Отец обычно был многословен, но тут не стал говорить больше ничего. Моргот запомнил пространство со всех сторон, росу под ногами, прикосновение мокрого комочка земли, который отец положил ему на ладонь, и руку отца - узкую, как у него самого сейчас, но тогда казавшуюся огромной и сильной.
Острая боль свернула Моргота узлом - он не хотел этого вспоминать. Это воспоминание перечеркивало тщательно выстроенное представление о себе и о жизни, это воспоминание срывало с него все маски, кроме одной - маски маленького мальчика, наивного и высокопарного, который доверчиво впитывает все, что мир может ему поведать, и не боится любить и смотреть на кого-то снизу вверх. Мальчика, маски которого были детской игрой, а не попыткой спрятаться.
А еще это воспоминание кричало о том, что у него никого больше нет, никого нет! И думать об этом Моргот не умел. Он давно научился не думать об этом - ему казалось, что научился. Он не хотел отдавать себе отчета даже в ненависти, которая отчасти притупила боль. Но маленький мальчик, маску которого он так хотел с себя снять, этого не знал. Этот мальчик с отчаяньем думал: он никогда больше не ощутит защищенности, он никогда и никому не доверит вести себя за руку, потому что доверять некому. И нет ни одной иллюзии, в которой это можно осуществить. Потому что смерть исключает иллюзии.
Моргот машинально стиснул в кулаке горсть земли, размял ее между пальцев и почувствовал, что плачет. Не как взрослый, а как потерявшийся маленький мальчик, которого никто не держит за руку на краю огромного поля. Слезы неожиданно принесли ему облегчение - наверное потому, что никто их не видел, - и через некоторое время к нему вернулось ощущение нереальности, мистики происходящего: он снова посмотрел на себя со стороны, и снова пространство, развернувшееся перед ним, восхитило его и привело в трепет. Это было слиянием… Он ощутил себя частью этого огромного пространства.
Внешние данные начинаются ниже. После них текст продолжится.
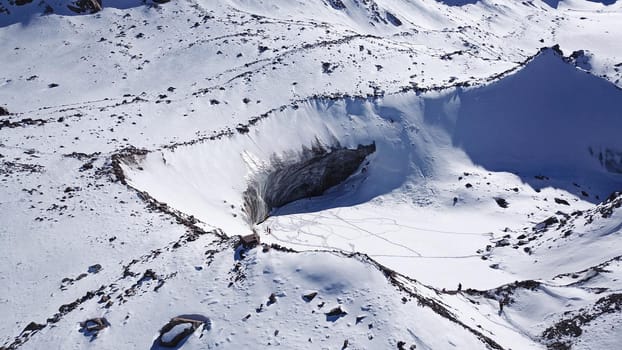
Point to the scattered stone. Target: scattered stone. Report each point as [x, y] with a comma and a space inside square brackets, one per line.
[95, 268]
[271, 299]
[250, 241]
[178, 329]
[501, 202]
[561, 201]
[335, 313]
[309, 297]
[92, 326]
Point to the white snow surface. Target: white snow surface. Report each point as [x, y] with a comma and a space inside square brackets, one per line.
[467, 102]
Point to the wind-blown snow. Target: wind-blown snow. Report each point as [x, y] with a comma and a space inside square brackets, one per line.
[494, 164]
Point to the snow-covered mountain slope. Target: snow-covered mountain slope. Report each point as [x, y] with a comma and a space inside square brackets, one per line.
[474, 146]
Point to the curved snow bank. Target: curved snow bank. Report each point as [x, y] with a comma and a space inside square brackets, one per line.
[442, 160]
[318, 170]
[208, 180]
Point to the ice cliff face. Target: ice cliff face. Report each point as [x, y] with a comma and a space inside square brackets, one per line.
[318, 170]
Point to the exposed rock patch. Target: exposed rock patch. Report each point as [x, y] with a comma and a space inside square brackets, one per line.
[318, 170]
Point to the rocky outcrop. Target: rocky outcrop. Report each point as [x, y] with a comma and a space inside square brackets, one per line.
[86, 6]
[318, 170]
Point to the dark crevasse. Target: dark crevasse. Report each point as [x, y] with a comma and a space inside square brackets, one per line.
[317, 170]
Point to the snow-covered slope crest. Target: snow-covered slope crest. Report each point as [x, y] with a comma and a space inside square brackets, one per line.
[484, 172]
[455, 152]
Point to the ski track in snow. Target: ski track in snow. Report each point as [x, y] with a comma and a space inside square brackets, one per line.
[131, 135]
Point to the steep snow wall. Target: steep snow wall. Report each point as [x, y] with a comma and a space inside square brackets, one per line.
[318, 170]
[548, 119]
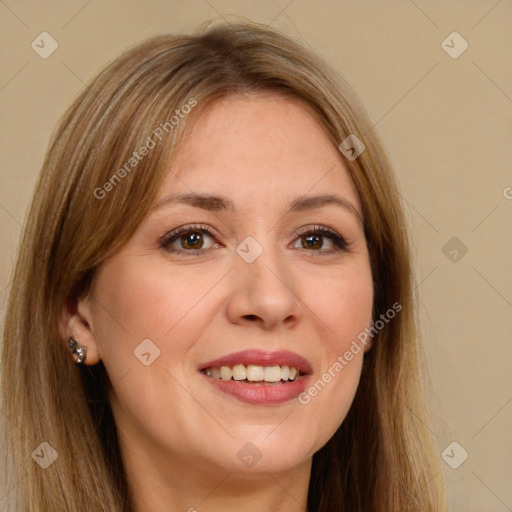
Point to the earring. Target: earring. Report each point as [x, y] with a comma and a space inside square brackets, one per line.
[80, 351]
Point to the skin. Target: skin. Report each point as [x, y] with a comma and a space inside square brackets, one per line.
[180, 436]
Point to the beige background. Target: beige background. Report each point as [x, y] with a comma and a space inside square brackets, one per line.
[448, 125]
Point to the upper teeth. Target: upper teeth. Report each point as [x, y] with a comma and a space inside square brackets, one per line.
[254, 373]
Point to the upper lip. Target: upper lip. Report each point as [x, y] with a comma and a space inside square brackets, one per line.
[261, 358]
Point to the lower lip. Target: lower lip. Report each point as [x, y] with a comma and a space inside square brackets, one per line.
[259, 394]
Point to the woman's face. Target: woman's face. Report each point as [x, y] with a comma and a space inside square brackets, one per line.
[270, 275]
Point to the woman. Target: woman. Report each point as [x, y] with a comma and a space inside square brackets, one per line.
[212, 303]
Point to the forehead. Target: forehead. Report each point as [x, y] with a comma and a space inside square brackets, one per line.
[265, 144]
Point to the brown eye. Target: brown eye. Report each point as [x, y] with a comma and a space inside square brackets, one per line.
[313, 239]
[188, 240]
[312, 242]
[193, 240]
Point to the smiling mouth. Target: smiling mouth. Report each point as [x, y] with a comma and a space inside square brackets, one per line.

«Я стоял напротив неба, и оно серебрилось сумеречным светом. Я раскидывал руки в стороны, но не для того, чтобы взлететь: я хотел быть таким, как оно. Я хотел втянуть его в себя и пропитаться им насквозь. Вокруг меня трепыхался эфир, я различал его вибрации сквозь звон в ушах, как сквозь телефонные гудки. Он шептал мне что-то на незнакомом, но понятном языке, он попискивал и мигал светодиодами светляков, как аппаратура в реанимации, тонко пел голосом пастушьей дудочки и рокотал еле слышным инфразвуком. Он растворялся во мне, и небо летело мне навстречу. Я лицом ощущал его приближение, я чувствовал поток элементарных частиц, пронизывавший мое тело, и прохладную влажность ветра на губах».
Моргот вернулся в подвал днем, когда мы, проголодавшись, забежали пожарить хлеба - утром в субботу Салех, глядя в пустой холодильник, долго чесал в затылке, а потом ушел и принес две буханки. Я думаю, ему дали в булочной неподалеку - он время от времени пил с их грузчиками и знал продавцов. Моргот отогнал нас от сковороды, слопал четыре куска и запил водой из носика чайника.
- Первуня, тапки мне притащи, - велел он и сел за стол, включив чайник в розетку. Только тут мы заметили, что он вернулся босиком, со сбитыми до крови ногами.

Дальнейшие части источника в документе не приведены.